Quand consulter un vétérinaire
Consultez un service vétérinaire en urgence en cas d’effondrement, de difficultés respiratoires, de douleur intense, d’incapacité à se tenir debout, d’abdomen qui augmente rapidement de volume ou devient douloureux, de tentatives répétées de vomir sans rien rejeter, de saignement incontrôlable ou de faiblesse profonde et soudaine. Faites examiner votre chien si vous remarquez une nouvelle masse ou une masse qui change, une boiterie persistante, une perte de poids ou une modification de l’appétit inexpliquée, une baisse d’endurance, une faiblesse progressive ou un changement marqué de comportement.
Ces signes peuvent avoir de nombreuses causes. Un article consacré à une race ne permet pas de diagnostiquer à distance un cancer, une affection articulaire, une dilatation-torsion de l’estomac, une maladie neurologique ou toute autre affection à partir de simples observations faites à la maison.
Questions fréquentes
Quelle est l’espérance de vie des bouviers bernois ?
Les résultats publiés sur différentes populations varient.

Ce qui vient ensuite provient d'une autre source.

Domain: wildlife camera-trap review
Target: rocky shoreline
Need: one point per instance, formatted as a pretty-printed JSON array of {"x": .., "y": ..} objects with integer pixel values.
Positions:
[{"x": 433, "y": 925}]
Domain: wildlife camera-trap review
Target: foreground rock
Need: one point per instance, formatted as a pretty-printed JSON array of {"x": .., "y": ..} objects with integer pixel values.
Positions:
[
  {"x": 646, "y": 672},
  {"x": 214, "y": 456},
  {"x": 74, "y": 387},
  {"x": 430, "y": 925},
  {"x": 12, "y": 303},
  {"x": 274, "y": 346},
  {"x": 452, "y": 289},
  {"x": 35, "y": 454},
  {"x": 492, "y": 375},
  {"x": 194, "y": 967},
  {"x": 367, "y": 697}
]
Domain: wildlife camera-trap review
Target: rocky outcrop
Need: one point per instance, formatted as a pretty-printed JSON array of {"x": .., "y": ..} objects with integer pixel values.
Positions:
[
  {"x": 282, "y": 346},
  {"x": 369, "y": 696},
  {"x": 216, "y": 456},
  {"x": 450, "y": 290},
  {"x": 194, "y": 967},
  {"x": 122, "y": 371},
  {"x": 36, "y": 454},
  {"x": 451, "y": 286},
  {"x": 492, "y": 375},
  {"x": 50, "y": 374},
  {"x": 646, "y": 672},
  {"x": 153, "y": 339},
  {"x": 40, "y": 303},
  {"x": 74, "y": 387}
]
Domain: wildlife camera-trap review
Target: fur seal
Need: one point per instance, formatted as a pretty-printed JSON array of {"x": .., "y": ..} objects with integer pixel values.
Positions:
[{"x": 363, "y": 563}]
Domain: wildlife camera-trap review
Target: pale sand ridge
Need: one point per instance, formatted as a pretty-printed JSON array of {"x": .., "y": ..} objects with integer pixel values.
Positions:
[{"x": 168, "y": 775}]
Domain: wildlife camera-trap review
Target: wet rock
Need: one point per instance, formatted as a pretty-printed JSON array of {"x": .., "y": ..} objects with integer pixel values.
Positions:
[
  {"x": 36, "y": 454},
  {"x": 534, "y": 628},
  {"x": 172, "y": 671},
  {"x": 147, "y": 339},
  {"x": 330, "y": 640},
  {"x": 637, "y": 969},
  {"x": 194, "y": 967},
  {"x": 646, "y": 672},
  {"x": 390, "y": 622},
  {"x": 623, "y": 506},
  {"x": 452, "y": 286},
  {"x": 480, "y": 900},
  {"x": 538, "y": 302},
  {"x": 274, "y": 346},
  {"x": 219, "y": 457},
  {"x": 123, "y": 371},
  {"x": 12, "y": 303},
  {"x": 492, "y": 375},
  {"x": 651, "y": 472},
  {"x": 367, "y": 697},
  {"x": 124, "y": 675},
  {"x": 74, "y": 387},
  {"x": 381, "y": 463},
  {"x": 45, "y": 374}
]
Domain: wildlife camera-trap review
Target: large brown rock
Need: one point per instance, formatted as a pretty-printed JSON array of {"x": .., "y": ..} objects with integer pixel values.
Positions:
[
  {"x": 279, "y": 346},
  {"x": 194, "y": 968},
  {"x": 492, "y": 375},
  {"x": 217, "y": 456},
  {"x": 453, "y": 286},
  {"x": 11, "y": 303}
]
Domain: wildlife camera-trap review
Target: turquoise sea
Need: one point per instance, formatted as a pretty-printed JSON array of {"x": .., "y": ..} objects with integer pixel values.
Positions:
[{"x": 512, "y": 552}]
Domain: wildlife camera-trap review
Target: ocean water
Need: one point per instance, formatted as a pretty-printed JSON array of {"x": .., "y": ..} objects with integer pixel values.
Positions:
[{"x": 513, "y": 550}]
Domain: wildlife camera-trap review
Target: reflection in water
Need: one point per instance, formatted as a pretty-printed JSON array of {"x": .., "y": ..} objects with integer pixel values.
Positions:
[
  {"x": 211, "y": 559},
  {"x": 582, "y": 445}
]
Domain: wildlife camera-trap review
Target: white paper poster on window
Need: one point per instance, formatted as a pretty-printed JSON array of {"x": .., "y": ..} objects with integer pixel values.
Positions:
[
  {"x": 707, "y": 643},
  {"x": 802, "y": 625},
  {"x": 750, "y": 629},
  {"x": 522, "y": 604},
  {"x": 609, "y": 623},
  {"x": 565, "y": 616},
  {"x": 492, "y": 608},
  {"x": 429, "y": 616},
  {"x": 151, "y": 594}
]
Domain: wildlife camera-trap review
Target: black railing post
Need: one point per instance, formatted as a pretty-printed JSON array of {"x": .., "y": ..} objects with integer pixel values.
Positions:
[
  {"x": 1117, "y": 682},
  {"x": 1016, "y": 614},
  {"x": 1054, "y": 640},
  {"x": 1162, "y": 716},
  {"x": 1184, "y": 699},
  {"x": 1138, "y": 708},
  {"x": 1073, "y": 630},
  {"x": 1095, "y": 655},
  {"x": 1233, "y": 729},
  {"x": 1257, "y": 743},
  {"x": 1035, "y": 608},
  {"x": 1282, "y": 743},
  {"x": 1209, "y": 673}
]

Une enquête danoise a rapporté un âge médian au décès de 7.0-year, une étude menée auprès d’une cohorte d’un club de race suisse a indiqué 8.4 ans, et une analyse de survie britannique plus vaste publiée en 2024 a estimé cette valeur à 10.1 ans. Aucun de ces chiffres ne permet de prédire l’espérance de vie d’un chien donné.
Pourquoi l’espérance de vie du bouvier bernois diffère-t-elle selon les sites ?
Les sources peuvent porter sur des pays, des périodes de soins, des échantillons et des statistiques différents. Il ne faut pas mettre sur le même plan un questionnaire portant sur des chiens décédés, une cohorte de chiens enregistrés à la naissance et une analyse de survie incluant des chiens encore vivants, comme s’ils mesuraient de la même manière la même population.
L’étude suisse signifie-t-elle que 58.3% des bouviers bernois développent un cancer ?
Non. Ce chiffre correspondait à la proportion des décès enregistrés attribués à une néoplasie dans une cohorte suisse sélectionnée. De nombreux diagnostics n’avaient pas été confirmés par des analyses en laboratoire, 23.4% des décès étaient de cause inconnue, et ce résultat ne permet ni de diagnostiquer ni de prédire une maladie chez un chien donné.
Quels examens de santé devrais-je demander à l’éleveur d’un bouvier bernois ?
Le Bernese Mountain Dog Club of America recommande des examens des hanches, des coudes, des yeux et du cœur, ainsi qu’un test de dépistage de la myélopathie dégénérative et un test facultatif parmi ceux de son groupe. Demandez des résultats vérifiables ainsi que des informations sur la santé de la famille. Même un dépistage complet ne garantit pas la bonne santé future du chien.
Quels changements dois-je surveiller chez un bouvier bernois âgé ?
Surveillez le poids et la masse musculaire, l’appétit, la consommation d’eau, l’apparition de nouvelles masses, la démarche, la capacité à se lever et à monter les escaliers, le sommeil, la respiration, les besoins, les interactions et la récupération. Notez la date des changements et, si vous pouvez le faire sans danger, réalisez de courtes vidéos. Montrez ensuite à votre vétérinaire toute évolution persistante ou préoccupante.